The Intelligence Trap

The Intelligence Trap: When Smart = Stuck

The modern world worships intelligence. High IQ. Top test scores. Elite degrees. Clever people in glass buildings.

But there’s a problem. Intelligence is excellent at defending a point of view. It is not automatically good at escaping one.

The smarter you are: the more language you have, the more arguments you can generate, the more elegantly you can explain why you are right and everyone else is wrong.

You become your own in-house legal team.

As Nobel Laureate, Richard Feynman, warned decades ago: “The first principle is that you must not fool yourself—and you are the easiest person to fool.”

We do it anyway. All day. Every day.

A viewpoint, once adopted, quickly becomes a fortress. The more intelligent the owner, the stronger the walls. They can rationalise, justify, counter-attack. They’re not thinking; they’re litigating.

That’s the Intelligence Trap: using high intelligence to lock yourself into your current view of the situation.

Curiosity is the jailbreak.

Humans as Walking LLMs

Here’s a slightly uncomfortable analogy: humans are large language models running around on two legs.

The human brain is a pattern engine that specialises in languaging—turning patterns into words. Most of what we call “thinking” is really this:

  • word searching,
  • sentence generation,
  • story editing. 

It may feel like thinking. But it’s really just languaging and languaging is not thinking.
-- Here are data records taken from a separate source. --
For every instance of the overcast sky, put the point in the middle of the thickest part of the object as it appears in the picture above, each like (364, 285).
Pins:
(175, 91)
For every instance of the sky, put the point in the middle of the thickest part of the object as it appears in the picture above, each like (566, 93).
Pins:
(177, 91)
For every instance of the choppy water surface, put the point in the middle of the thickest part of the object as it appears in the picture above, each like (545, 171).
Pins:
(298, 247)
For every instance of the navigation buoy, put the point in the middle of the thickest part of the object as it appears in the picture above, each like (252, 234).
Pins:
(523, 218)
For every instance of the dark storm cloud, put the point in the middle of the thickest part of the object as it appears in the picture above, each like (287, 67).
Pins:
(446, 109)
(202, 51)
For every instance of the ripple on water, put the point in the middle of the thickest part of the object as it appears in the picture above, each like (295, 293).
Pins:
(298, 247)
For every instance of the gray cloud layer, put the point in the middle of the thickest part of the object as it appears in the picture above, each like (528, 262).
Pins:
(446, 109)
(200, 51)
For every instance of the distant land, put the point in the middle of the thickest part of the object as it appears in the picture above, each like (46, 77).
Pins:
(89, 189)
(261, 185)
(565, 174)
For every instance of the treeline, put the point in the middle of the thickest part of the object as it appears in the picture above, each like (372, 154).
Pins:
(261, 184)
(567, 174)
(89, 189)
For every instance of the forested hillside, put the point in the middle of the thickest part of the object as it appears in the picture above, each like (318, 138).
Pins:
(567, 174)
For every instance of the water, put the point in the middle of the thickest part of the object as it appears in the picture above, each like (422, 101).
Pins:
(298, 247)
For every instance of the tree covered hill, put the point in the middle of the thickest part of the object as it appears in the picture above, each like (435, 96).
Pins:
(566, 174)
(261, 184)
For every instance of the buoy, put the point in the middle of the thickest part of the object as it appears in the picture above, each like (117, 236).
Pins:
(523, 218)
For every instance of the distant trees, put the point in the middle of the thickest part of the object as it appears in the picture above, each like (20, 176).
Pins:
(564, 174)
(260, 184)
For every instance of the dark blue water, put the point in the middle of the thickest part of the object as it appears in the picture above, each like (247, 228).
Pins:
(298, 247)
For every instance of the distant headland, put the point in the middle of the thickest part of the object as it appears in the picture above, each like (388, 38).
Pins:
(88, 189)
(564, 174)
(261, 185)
AI systems like ChatGPT, Meta, Claude and friends are also LLMs. Feed them a prompt and they generate the most statistically likely next word. They speak confidently, fluently, instantly. And they do it with speed.
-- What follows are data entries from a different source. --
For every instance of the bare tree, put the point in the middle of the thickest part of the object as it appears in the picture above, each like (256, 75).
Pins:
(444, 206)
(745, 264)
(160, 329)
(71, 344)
Humans are similar, just with hormones and childhood.

The lateral thinker Professor Edward de Bono once observed: “If the average human did three minutes of real thinking a day that would be very high.”

Three minutes.

The rest is scripted language and emotional defence. Languaging is inside-the-box. Real thinking—especially curious thinking—is outside-the-box.

The problem isn’t that we’re not smart. The problem is that we use our smarts to protect the box instead of stepping out of it.